In an otherwise well-presented article Ocular Protection in Practice (Optician, 21.9.18) its Zeiss authors have seemingly neglected some significant data effectual to their quote ‘even higher (>n=1.50) index materials do not provide maximum UV protection up to 400nm.’ I think they will find 1.76 index n=1.60 TXA and newer MR8 1.60 clearly do reach a UV400 absorption category, as would the whole new range of 1.59 polycarbonate, 1.60, 1.67 and 1.74 indices when specified in their latest 3G material mix enabling a 410 UV cut off.

Many other regular index materials (excepting CR39) nearly reach UV400 missing target by just 5nm (395nm) ie Trivex Tribrid 1.67, 1.74. The exception being CR39 here the authors quote CR39 as providing UV protection up to 355. Perhaps in theory but collecting and testing lenses ‘from the field’ will reveal that the race to the bottom for the cheapest CR39 has driven their UV cut off to as low as 310nm for some.

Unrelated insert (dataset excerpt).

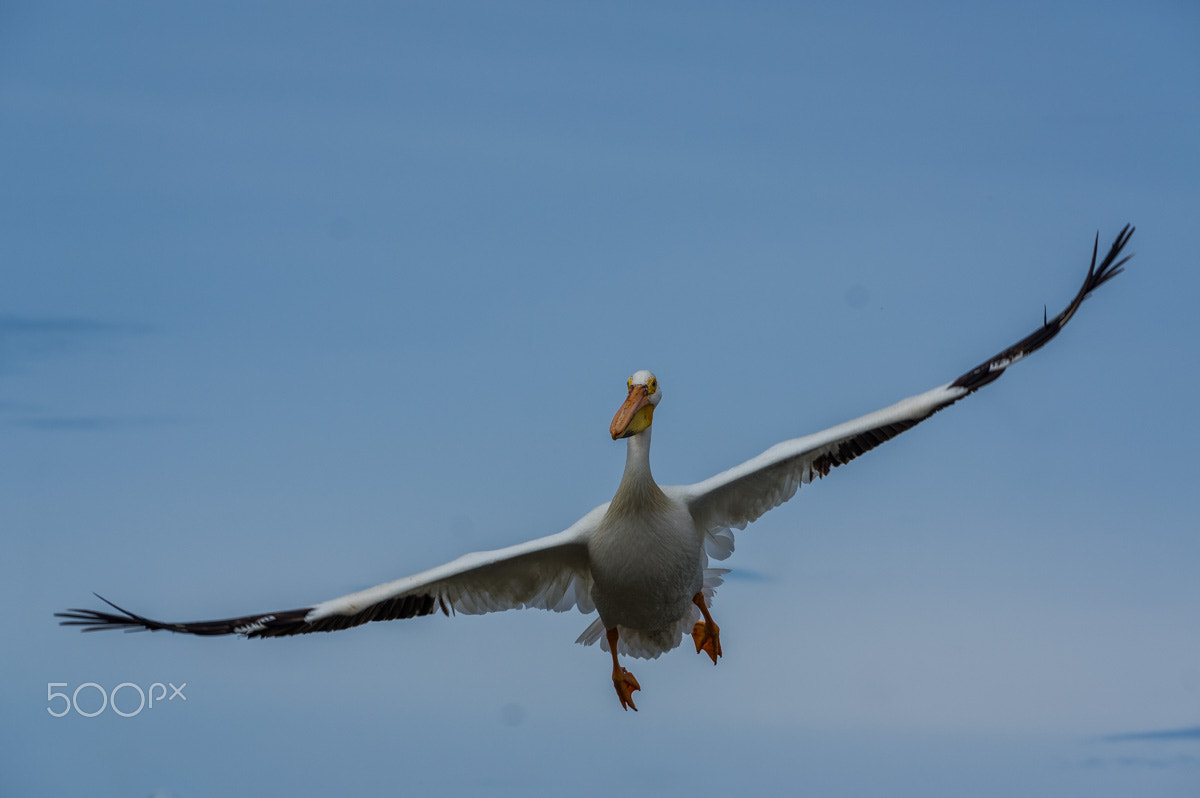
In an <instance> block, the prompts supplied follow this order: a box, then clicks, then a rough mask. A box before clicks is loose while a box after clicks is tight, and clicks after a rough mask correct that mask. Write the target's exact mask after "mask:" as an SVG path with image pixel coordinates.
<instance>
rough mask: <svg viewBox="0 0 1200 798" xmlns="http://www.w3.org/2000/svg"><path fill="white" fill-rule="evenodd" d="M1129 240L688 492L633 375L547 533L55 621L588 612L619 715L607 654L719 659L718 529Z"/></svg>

Readers are likely to agree the author’s statement ‘children’s eyes are particularly susceptible to UV damage’ so more than anything this article should alert those practitioners and optical businesses currently dispensing inferior UV block CR39 to children that UV400 CR39 makes for a huge amount of sense or even more so Trivex break resistant lenses virtually UV400 (395nm).

Perhaps prescribers need to ask themselves why they can justify still prescribing sub UV400 CR39 lenses anyway.